Elizabeth (name changed) contacted her financial advisor after her husband passed away earlier this year. One of the important issues discussed was the proper strategy to use in order to maximize her Social Security benefits. Elizabeth is 64 years old and earning $150,000 per year, with plans to retire at age 66. Her late spouse had previously retired and was already collecting Social Security.
To understand the situation, we first need to step back from this case and review changes that were made to Social Security regulations back in 2014 regarding the so-called “restricted Social Security application.” Prior to this time, a spouse at Full Retirement Age (FRA) – which is age 66 for people born through 1954 – could file an application for benefits, but specify that he/she would receive only spousal benefits at that time; that is, collect a benefit based on their spouse’s work record. Then, for four years until age 70, one could collect the spousal benefit while the potential monthly benefit based on their own work record increased by 32% (8% per year). Then, at age 70, the individual could switch from the spousal benefit to their own benefit at the increased amount. This proved to be a great strategy for couples where both spouses had substantial work histories.

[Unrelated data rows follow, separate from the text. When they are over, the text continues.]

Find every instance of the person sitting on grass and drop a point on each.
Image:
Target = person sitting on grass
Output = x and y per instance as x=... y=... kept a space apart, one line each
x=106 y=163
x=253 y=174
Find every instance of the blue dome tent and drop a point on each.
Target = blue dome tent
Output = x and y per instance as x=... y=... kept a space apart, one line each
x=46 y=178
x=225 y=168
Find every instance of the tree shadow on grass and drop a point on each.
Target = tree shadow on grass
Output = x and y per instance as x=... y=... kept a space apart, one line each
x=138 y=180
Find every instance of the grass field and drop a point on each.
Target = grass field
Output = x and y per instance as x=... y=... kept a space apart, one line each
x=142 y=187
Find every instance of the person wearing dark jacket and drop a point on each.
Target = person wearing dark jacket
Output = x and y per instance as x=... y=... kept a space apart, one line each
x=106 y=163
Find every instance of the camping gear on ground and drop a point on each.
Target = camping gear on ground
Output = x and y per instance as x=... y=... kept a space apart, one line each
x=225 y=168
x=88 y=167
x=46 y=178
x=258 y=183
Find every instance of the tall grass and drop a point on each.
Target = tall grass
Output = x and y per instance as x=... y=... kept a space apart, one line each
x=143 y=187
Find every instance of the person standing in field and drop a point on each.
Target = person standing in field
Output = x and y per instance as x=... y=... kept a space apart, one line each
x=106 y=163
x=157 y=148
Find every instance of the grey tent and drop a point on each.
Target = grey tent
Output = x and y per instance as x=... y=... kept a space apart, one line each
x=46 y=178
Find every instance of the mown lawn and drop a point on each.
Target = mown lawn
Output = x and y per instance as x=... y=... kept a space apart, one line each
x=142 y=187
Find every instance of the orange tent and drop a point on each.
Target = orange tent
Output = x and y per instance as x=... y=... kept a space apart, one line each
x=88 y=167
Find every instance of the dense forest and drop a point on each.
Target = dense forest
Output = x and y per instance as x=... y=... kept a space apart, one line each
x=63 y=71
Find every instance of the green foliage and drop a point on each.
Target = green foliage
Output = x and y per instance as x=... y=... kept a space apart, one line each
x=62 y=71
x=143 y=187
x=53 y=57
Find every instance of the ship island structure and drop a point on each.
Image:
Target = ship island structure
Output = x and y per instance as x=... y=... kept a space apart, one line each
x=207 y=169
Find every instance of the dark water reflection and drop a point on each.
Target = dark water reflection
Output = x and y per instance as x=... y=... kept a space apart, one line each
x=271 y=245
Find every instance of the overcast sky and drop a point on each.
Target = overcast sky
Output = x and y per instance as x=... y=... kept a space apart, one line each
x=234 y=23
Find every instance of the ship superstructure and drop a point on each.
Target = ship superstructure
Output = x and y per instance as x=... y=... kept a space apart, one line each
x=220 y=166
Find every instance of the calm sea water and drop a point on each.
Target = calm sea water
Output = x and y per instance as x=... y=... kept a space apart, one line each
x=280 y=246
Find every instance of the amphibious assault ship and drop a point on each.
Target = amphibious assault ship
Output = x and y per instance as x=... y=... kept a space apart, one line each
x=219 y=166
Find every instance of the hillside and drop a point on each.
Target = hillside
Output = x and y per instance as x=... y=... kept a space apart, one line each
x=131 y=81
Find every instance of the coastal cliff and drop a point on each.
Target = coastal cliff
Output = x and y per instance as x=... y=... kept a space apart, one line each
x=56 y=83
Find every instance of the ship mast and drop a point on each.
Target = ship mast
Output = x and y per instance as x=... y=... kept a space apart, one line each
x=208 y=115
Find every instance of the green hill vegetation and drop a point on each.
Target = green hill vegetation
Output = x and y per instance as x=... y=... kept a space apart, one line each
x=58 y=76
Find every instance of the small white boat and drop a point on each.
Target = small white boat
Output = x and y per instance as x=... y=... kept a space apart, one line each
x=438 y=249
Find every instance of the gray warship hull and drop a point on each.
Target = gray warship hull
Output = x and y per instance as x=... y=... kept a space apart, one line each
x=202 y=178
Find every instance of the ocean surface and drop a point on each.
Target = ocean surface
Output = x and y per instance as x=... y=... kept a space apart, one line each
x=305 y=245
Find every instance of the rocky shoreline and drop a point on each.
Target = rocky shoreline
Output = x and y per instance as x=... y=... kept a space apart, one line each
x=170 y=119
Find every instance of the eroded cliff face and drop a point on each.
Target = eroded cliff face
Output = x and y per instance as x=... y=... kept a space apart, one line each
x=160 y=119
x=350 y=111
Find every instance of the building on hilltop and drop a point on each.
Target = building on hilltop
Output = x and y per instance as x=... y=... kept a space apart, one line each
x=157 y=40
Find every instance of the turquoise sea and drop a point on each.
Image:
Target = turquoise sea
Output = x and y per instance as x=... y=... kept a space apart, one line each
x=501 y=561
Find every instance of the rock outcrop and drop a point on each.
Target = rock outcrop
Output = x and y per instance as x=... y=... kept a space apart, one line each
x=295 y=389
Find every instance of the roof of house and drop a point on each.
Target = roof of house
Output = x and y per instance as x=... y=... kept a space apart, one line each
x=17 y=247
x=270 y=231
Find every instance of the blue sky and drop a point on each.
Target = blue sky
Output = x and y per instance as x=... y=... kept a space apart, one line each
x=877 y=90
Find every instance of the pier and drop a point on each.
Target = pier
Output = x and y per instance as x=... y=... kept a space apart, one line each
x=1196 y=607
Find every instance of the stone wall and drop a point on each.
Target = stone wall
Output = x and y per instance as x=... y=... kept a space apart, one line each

However, under the new regulations, the restricted application has been phased out for any person born after January 1, 1954. Those born before that date who have not yet filed for benefits can still explore the possibility of using this strategy. The restricted application also remains available for widows, which applies perfectly to Elizabeth’s case.
The rules for widows’ benefits are rather complex. Factors that affect the calculation include:
- Whether the deceased spouse had already filed for benefits.
- If the deceased spouse had already applied, whether it was before or after their FRA.
- If the surviving spouse applies for benefits before their own FRA.
In addition, the FRA for a widow is slightly different, and widows may apply for benefits as early as age 60, although they will receive a reduced amount.
Given the above, it will be important for Elizabeth to get all the necessary information regarding both her and her spouse’s Social Security records from the Social Security Administration (SSA) in order for her advisor to develop the best strategy for her to use (as SSA employees are not trained to do this).
Based on available information, Elizabeth’s advisor recommended that she immediately file a restricted application for widow’s benefits. This would be done even though, because of the “earnings test,” she would not receive the benefits now. According to the earnings test, a worker prior to FRA, like Elizabeth, earning over a specific amount per month, will have her benefits withheld. They are not ultimately lost because upon reaching age 66, Social Security will recalculate her monthly amount, giving her credit for any payments that were withheld during the time when she earned more than the annual earnings limit. She won’t get a lump sum restoring the lost payments, but her monthly payment will rise with the aim of making her whole over time. By filing early, Elizabeth will be set up to receive benefits at the earlier of retirement or FRA. In her case, Elizabeth will receive a widow’s benefit from age 66 to age 70, and then file for her own retirement benefits, which will have been enhanced by the 32% delayed retirement credit.
When comparing this strategy to the situation in which Elizabeth would simply file for her own benefits at age 66, the suggested strategy will result in an increase in expected lifetime benefits of $242,000, assuming a life expectancy of 90. The benefits are lower under the suggested strategy for the first four years and then higher every year thereafter.
As mentioned earlier, couples in which at least one individual was born prior to January 2, 1954 are still entitled to use the restricted application strategy, and may get the same boost to their lifetime Social Security benefits that Elizabeth will receive as a widow. In the couple’s case, one person may collect benefits on his/her own record while the second person collects the 50% spousal benefit. Then, at age 70, the second person switches to his/her own benefit (with the 32% credit added) and receives the increased amount for the balance of his/her lifetime.
Further, whichever spouse is the first to die, the highest amount will continue to be paid to the surviving spouse.
Developing the proper strategy for collecting Social Security benefits is important for those approaching retirement age, whether couples of single, divorced or widowed individuals. Your advisor can help you decide on the best strategy by examining the options in the context of your overall financial picture.